London-based currency Exchange Company named Travelex comes under malware attack
According to researchers, Travelex is known as London based currency Exchange Company that has been experienced as major malware attack on 31st December. It encourage and immediate close its UK websites as well as online services such as currency ordering. Those people who try to access such site will get error message although the company inform that the site was taken down due to “planned maintenance” as well as “software virus” attack.
Still it is unknown that what type of malware has hit Travelex as the official Twitter statement did not show anything in particular:
Statement on IT issues affecting Travelex services
Travelex confirms that a software virus was discovered on New Year’s Eve which has compromised some of its services. As a precautionary measure, in order to protect data and prevent spread of the virus, we immediately took all our systems offline.
As you know, Travelex is the largest international foreign currency exchange company founded back in 1976 and operates more than 1000 stores and 1000 cash machines in 26 countries with its primary locations such as train stations, airports and others. The intention of malware attack depends on the nature of malicious software which might be disastrous. It also claims that no information about customer has been affected due to the incident.

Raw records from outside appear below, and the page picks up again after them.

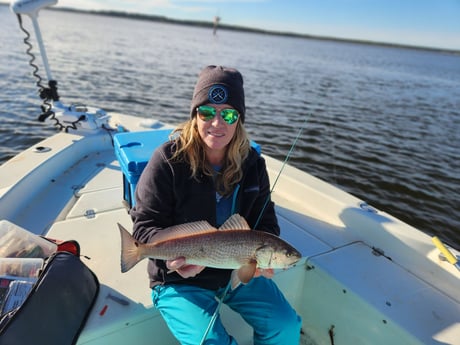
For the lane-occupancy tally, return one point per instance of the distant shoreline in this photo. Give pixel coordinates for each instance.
(205, 24)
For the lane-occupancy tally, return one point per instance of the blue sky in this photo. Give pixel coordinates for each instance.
(430, 23)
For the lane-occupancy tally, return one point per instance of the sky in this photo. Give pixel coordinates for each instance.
(426, 23)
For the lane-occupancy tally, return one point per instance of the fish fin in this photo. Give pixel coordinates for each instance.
(234, 280)
(235, 222)
(247, 271)
(183, 230)
(130, 255)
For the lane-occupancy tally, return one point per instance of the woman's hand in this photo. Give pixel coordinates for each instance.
(265, 272)
(180, 266)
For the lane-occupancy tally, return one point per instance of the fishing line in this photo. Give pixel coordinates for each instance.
(299, 133)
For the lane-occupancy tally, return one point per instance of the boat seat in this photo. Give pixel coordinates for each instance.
(133, 151)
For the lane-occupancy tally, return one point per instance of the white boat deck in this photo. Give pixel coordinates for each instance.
(343, 284)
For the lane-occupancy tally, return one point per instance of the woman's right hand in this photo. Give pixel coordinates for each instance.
(180, 266)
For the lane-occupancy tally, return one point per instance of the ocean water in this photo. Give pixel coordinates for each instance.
(382, 123)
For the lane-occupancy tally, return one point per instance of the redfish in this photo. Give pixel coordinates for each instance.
(233, 246)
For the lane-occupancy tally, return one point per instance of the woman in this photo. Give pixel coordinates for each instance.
(210, 172)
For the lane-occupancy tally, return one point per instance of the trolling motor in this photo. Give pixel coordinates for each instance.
(76, 117)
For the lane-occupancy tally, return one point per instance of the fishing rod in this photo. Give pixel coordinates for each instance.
(267, 200)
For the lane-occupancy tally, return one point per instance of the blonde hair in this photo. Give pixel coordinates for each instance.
(190, 148)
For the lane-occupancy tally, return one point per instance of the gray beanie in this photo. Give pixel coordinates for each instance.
(219, 85)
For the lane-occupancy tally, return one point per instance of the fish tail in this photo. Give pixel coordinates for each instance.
(130, 253)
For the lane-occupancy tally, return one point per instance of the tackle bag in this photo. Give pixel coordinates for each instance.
(57, 307)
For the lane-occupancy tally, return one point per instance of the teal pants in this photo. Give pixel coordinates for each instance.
(188, 310)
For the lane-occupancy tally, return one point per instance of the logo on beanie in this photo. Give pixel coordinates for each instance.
(218, 94)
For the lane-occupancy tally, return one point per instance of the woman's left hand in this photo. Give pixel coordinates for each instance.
(185, 270)
(264, 272)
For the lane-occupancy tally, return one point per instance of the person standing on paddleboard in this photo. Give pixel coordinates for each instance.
(209, 171)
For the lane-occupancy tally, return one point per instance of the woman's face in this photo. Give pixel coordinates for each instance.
(216, 133)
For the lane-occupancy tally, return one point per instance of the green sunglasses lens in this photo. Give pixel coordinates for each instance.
(207, 113)
(229, 115)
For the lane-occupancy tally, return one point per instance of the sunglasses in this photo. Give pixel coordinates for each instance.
(206, 113)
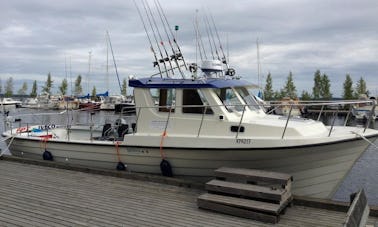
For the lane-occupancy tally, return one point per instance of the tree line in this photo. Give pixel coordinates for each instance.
(320, 91)
(48, 86)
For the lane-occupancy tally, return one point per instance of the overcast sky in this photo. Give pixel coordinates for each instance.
(338, 37)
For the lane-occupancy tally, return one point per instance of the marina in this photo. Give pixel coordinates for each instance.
(195, 142)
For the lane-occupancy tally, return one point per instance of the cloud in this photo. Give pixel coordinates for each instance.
(336, 37)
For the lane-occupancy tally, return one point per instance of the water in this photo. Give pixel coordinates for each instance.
(363, 174)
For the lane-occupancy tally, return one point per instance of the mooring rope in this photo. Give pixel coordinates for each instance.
(117, 149)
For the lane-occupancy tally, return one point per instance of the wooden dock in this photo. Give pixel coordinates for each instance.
(37, 195)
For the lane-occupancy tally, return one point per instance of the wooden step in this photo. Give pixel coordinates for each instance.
(252, 176)
(278, 195)
(261, 211)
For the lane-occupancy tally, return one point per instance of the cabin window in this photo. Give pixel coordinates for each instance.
(195, 101)
(248, 98)
(229, 99)
(164, 98)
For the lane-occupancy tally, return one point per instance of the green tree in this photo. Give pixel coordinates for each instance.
(33, 93)
(348, 88)
(63, 87)
(23, 89)
(9, 87)
(268, 90)
(278, 95)
(316, 90)
(289, 89)
(48, 84)
(306, 96)
(124, 87)
(325, 90)
(361, 87)
(78, 88)
(94, 92)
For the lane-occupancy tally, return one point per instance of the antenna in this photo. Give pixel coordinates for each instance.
(224, 61)
(156, 62)
(115, 65)
(89, 69)
(178, 55)
(258, 66)
(157, 42)
(212, 36)
(169, 40)
(161, 39)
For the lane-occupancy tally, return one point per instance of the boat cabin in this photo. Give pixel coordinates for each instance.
(191, 103)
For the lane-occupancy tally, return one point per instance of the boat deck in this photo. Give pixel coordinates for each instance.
(35, 195)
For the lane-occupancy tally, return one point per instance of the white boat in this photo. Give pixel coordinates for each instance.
(10, 102)
(197, 132)
(191, 125)
(286, 106)
(365, 110)
(109, 102)
(30, 103)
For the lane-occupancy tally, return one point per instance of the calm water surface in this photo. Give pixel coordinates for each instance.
(363, 174)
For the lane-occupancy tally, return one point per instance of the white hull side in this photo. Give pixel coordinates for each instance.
(317, 170)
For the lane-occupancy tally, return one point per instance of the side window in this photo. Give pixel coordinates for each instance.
(229, 99)
(195, 101)
(164, 98)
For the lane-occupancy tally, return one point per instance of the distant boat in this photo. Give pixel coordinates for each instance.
(110, 102)
(10, 102)
(30, 103)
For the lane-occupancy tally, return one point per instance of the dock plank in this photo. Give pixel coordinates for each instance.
(247, 190)
(253, 175)
(84, 199)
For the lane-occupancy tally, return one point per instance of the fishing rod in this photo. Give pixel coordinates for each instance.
(229, 71)
(115, 65)
(157, 42)
(212, 36)
(224, 61)
(156, 62)
(208, 37)
(199, 39)
(178, 55)
(161, 39)
(169, 39)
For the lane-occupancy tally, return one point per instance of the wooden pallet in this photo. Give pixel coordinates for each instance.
(255, 194)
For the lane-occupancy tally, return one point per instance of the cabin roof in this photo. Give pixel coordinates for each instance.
(188, 83)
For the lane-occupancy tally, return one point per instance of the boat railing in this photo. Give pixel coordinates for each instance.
(320, 107)
(323, 107)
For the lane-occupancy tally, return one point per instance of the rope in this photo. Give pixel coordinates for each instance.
(161, 144)
(117, 149)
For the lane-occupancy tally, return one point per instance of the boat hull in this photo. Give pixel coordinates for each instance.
(317, 170)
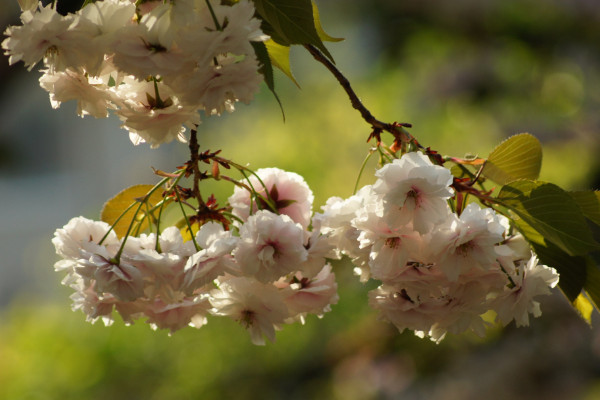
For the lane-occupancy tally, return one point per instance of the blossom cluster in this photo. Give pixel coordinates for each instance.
(155, 65)
(268, 271)
(439, 271)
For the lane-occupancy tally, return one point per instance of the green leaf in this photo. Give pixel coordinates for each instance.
(290, 22)
(462, 171)
(550, 211)
(115, 210)
(320, 31)
(518, 157)
(592, 283)
(266, 69)
(589, 203)
(280, 58)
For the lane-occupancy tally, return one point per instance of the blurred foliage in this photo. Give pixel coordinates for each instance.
(467, 74)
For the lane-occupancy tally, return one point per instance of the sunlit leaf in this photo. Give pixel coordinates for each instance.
(550, 211)
(280, 58)
(572, 269)
(320, 31)
(518, 157)
(290, 22)
(584, 307)
(589, 203)
(113, 211)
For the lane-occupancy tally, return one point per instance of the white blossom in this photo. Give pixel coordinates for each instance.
(258, 307)
(270, 246)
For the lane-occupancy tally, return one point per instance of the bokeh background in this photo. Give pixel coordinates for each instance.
(466, 74)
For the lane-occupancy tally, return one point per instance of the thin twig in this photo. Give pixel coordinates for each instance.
(395, 129)
(195, 159)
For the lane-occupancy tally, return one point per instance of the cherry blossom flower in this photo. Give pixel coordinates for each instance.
(288, 191)
(530, 280)
(270, 246)
(258, 307)
(414, 190)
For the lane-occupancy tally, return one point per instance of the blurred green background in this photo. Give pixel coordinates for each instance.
(465, 73)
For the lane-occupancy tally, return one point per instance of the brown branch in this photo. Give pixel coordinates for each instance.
(396, 129)
(195, 159)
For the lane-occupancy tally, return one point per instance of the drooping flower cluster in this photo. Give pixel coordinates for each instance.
(269, 271)
(155, 65)
(439, 271)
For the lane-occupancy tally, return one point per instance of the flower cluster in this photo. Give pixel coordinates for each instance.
(440, 271)
(155, 65)
(268, 271)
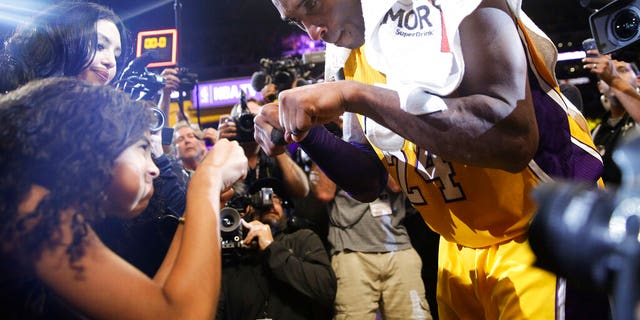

Barclays, Virgin money, Tesco bank and other banks has to suspend the currency exchange service due to Travelex malware attack:
As you know, Travelex site is in full operational order and the staffs are unable to perform any types of online transactions through this websites or application as per Twitter post. The company was forced into manual operations providing services to customers through branches in airports and other locations across UK and other countries. This malware not only affect core business of the company but also major bank of UK such as Tesco bank, Barclays, HSBC and many others. They inform customers that they will not accept online ordering of travel money and you should have visit branches to do so citing partner’s Travelex issues. This statement also indicates that service will be back as quickly as possible no particular date or times are provided. Further, Travelex said that it deployed IT specialists as well as third party forensic experts to investigate malware attack.
Ransomware suspected
Many people were dissatisfied with this situation that lack of information about incident beyond the general statement. Some customers claimed to be standard overseas due to incident and are unable to access their funds. Moreover, they were also unsure about personal information that is stored within company as multiple data breaches affect industry giants like Equifax or Marriot inform as warnings to customers.
A researcher from UK Kevin Beaumont discovered that Travelex does not use Network Level Authentication for its AWS platform Windows servers as well as publicly exposed Remote Desktop Services. RDP has been one of the major ransomware attacks allow malicious actors to manually access machine by using compromised credentials, disable anti-malware and inject malicious payloads. Unfortunately, after so many ransomware attacks in 2019, Beaumont says that absence of NLA protection and even BlueKeep patches are still common occurrence.